Cinsel istismar, doktorlar tarafından özenle araştırılmalıdır. Doktora getirilen çocuğun kendisi cinsel istismar varlığını bildirebilir Bunun dışında çocukta oturma ve yürümede zorluk, kanlı ve/veya lekeli iç çamaşırı, genital ve/veya rektal bölgede ağrı, şişlik, kızarıklık, kaşıntı, akıntı, yaralanmalar varsa cinsel istismar ciddi olarak düşünülmelidir. Bütün bunların dışında çocukta yeme ve uyku bozuklukları, tuvalet eğitimini tamamlamış çocukta altını ıslatma ve/veya pisletme, aşırı ağlama, üzüntü, kendini sosyal olarak geri çekme ve yaşına uygun olmayan cinsel öğeler içeren oyunlar oynama gibi durumlar izleniyorsa çocuğa yönelik şiddetten şüphelenilmelidir. Doktor eğer çocuğa yönelik şiddetten şüpheleniyorsa, çocuğu sessiz ve özel bir bölüme almalı, çocukla sakin bir şekilde tacize uğrayıp uğramadığı konusunda konuşmalı, çocuğa kendisine güvenebileceğini ve onun kötü biri olmadığını anlatmalıdır. Doktor çocuğa ona yardımcı olacak kişilerle konuşacağını söylemelidir. Bütün bilgileri kaydetmeli ve hızlı bir şekilde yetkili makamlara ve/veya kişilere bildirmelidir. Yetkili makamlara bildirme konusunda doktor çekingen davranmamalı ve üzerine düşen sorumluluğu yerine getirmelidir (7).

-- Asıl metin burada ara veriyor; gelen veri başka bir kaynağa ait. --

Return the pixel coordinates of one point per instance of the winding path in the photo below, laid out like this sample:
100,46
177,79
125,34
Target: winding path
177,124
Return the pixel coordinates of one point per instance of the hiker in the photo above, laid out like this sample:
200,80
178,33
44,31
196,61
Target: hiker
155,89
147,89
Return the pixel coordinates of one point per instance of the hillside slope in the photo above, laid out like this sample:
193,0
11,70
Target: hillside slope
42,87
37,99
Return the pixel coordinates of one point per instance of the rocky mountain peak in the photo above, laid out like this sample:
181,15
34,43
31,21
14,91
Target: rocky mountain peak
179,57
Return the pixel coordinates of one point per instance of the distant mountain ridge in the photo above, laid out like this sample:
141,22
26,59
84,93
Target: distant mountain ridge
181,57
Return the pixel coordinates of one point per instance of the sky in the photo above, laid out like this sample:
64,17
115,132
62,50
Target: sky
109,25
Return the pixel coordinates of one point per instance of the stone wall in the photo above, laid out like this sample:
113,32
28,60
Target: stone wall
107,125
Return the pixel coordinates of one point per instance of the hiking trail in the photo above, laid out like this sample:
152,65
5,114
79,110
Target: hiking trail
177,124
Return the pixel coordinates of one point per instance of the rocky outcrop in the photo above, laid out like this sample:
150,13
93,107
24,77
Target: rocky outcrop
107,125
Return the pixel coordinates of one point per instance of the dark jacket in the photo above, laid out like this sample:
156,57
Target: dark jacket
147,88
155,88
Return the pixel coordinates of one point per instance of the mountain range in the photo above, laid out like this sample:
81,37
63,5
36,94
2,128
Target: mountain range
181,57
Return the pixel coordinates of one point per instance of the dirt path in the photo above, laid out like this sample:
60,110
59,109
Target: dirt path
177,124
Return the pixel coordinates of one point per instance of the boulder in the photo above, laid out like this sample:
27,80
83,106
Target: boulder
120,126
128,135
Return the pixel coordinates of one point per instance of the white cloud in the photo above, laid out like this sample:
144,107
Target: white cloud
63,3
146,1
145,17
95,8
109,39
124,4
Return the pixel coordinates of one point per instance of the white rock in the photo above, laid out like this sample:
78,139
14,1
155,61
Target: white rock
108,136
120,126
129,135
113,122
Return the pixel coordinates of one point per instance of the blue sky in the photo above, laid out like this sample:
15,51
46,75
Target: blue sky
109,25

Bütün bu yıkıcı sonuçları düşünüldüğünde şiddeti oluşmadan önlemenin ne kadar önemli olduğu açıktır. Bu noktada aileye yönelik eğitim programalarının önemi de ortaya çıkmaktadır. Ebeveynlerin öğrenim durumları yükseldikçe, çocukların yaramazlıkları karşısında “açıklama ve anlatmaya”; düştükçe, “azarlama ve utandırma”, “cezalandırma ve yoksun bırakma” ve korkutma yöntemlerine daha sık başvurdukları anlaşılmaktadır (8).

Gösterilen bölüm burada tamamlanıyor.